How do I apply for Machine Learning Manager jobs at Apple?
Apply directly through Apple's careers site or use Migrate Mate to browse verified Machine Learning Manager openings at Apple filtered by your visa type. Apple's hiring process for this level typically includes a recruiter screen, technical assessments on ML system design and leadership scenarios, and several rounds of cross-functional interviews before an offer is extended.
Which visa types does Apple commonly use for Machine Learning Manager roles?
Apple sponsors H-1B, H-1B1 visa, E-3, and TN visas for nonimmigrant work authorization in this role. For permanent residency, Apple files EB-2 and EB-3 petitions through the DOL PERM labor certification process. F-1 OPT and CPT are also supported, giving candidates already in the U.S. on student status a bridge while H-1B sponsorship is initiated.
What qualifications does Apple expect for a Machine Learning Manager?

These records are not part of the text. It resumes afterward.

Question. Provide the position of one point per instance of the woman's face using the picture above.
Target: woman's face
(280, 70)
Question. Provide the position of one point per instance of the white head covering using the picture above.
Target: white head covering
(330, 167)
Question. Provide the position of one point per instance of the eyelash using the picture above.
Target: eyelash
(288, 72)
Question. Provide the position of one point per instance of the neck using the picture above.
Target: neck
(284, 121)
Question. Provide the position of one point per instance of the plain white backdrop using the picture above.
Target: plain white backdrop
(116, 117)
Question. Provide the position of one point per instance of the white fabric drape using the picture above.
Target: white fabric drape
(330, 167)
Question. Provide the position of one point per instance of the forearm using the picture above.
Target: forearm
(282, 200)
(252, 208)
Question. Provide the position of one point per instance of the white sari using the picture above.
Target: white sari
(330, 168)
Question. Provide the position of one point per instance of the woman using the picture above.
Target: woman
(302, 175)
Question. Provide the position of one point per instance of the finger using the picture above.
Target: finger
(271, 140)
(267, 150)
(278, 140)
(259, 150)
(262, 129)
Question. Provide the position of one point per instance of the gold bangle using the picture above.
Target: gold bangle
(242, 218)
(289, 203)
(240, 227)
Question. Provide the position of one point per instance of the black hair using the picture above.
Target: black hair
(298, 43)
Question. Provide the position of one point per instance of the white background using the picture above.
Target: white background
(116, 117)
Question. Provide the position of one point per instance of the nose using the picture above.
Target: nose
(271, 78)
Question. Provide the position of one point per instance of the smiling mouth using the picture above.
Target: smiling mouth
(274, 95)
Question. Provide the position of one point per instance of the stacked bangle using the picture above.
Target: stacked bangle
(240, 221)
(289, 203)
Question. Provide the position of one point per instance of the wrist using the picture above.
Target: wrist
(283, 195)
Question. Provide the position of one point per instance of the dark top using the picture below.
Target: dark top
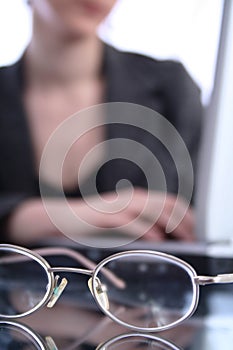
(163, 86)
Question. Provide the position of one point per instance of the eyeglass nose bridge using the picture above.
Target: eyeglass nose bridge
(100, 292)
(57, 290)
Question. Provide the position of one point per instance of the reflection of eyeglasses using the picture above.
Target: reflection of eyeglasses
(137, 341)
(143, 290)
(16, 335)
(19, 336)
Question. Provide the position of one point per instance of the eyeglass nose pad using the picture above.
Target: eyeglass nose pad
(57, 291)
(50, 343)
(101, 290)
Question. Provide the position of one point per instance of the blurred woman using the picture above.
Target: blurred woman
(65, 69)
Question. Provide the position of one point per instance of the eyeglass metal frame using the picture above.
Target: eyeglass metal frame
(97, 289)
(141, 336)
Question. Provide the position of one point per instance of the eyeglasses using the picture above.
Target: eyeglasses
(144, 290)
(19, 336)
(16, 335)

Apple typically expects a graduate degree in machine learning, computer science, or a related field, combined with demonstrated experience managing ML teams that have shipped products at scale. Hands-on technical depth is weighted heavily alongside leadership credentials. Experience with on-device ML, privacy-preserving techniques, or Apple's Neural Engine is a distinguishing factor at the manager level.
How do I handle the timing between an Apple offer and my visa filing?

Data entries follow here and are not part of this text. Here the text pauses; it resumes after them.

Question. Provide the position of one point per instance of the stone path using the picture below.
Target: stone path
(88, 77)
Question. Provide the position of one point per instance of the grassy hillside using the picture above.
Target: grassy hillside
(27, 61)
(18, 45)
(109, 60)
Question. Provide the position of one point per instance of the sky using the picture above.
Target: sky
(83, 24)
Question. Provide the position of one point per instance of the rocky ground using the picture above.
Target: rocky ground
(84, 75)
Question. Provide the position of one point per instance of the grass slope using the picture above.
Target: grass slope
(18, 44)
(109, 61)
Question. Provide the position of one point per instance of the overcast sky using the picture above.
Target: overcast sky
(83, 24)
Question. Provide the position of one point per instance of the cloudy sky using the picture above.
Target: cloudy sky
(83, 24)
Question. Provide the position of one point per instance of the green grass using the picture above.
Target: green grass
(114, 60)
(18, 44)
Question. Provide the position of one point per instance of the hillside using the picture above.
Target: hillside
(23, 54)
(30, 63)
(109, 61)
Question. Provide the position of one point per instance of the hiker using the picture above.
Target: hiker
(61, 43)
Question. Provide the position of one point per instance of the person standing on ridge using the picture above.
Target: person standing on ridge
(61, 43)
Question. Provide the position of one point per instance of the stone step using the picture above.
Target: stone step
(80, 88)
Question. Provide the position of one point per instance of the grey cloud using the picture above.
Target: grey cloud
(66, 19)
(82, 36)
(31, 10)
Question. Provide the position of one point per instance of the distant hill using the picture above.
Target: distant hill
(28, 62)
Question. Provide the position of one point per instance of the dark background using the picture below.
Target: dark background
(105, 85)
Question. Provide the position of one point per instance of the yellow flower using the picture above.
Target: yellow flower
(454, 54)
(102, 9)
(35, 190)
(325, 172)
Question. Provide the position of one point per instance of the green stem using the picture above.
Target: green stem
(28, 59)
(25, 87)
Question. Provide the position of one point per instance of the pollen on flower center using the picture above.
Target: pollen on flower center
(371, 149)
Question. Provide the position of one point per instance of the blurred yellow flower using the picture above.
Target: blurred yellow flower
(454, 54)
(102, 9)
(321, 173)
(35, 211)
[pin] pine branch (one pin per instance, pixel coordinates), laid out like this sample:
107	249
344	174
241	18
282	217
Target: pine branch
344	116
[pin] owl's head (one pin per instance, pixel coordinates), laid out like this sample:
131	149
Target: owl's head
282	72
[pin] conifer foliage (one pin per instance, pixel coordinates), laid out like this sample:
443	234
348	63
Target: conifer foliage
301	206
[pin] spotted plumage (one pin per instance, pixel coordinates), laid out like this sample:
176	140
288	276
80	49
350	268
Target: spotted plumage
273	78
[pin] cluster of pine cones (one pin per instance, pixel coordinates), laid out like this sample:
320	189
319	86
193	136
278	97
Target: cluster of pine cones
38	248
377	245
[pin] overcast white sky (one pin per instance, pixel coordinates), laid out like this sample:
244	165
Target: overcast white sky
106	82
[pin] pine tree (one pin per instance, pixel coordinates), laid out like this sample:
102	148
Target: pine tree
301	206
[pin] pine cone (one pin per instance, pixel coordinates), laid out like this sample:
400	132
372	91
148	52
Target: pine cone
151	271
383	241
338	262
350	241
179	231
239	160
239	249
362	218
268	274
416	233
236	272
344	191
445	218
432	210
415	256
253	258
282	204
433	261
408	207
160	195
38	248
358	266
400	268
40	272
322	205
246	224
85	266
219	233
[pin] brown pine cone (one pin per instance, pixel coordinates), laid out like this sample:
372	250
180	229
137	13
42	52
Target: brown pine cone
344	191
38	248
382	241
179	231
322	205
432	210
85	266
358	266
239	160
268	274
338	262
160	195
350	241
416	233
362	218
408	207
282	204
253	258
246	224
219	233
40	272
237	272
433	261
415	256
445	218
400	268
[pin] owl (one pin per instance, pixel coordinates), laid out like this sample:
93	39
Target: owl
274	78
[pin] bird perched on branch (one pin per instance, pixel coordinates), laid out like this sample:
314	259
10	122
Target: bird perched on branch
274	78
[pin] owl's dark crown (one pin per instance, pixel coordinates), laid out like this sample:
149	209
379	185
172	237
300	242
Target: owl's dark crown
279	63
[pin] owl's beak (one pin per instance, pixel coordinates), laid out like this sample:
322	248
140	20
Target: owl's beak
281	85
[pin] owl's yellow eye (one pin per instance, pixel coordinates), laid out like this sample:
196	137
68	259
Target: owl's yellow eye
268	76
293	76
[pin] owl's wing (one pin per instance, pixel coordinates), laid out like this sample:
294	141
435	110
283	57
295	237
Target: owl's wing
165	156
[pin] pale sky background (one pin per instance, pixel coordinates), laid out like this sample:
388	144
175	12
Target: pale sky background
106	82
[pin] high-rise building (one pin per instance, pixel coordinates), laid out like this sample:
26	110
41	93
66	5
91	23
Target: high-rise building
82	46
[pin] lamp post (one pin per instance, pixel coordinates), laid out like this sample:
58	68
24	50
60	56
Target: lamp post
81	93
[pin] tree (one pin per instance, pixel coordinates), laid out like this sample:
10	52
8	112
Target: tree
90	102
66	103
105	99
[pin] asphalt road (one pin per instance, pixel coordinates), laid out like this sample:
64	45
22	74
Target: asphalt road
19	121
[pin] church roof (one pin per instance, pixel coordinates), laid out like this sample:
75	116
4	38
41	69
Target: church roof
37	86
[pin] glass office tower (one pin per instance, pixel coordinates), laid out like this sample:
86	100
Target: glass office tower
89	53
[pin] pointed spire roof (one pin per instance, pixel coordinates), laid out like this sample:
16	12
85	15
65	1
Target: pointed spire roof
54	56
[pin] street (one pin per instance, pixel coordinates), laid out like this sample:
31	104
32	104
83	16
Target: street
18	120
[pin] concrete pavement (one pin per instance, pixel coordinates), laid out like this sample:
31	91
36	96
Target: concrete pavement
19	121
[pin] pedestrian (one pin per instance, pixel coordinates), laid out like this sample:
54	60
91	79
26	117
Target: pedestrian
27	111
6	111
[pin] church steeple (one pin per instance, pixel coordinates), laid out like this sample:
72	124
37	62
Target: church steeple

Once Apple extends an offer, their immigration counsel files the Labor Condition Application with the DOL before submitting the H-1B petition to USCIS. The full process from offer to approved status can take three to six months without premium processing. If you're transferring from another employer, Apple can file an H-1B transfer petition and you can start on a receipt notice under portability rules.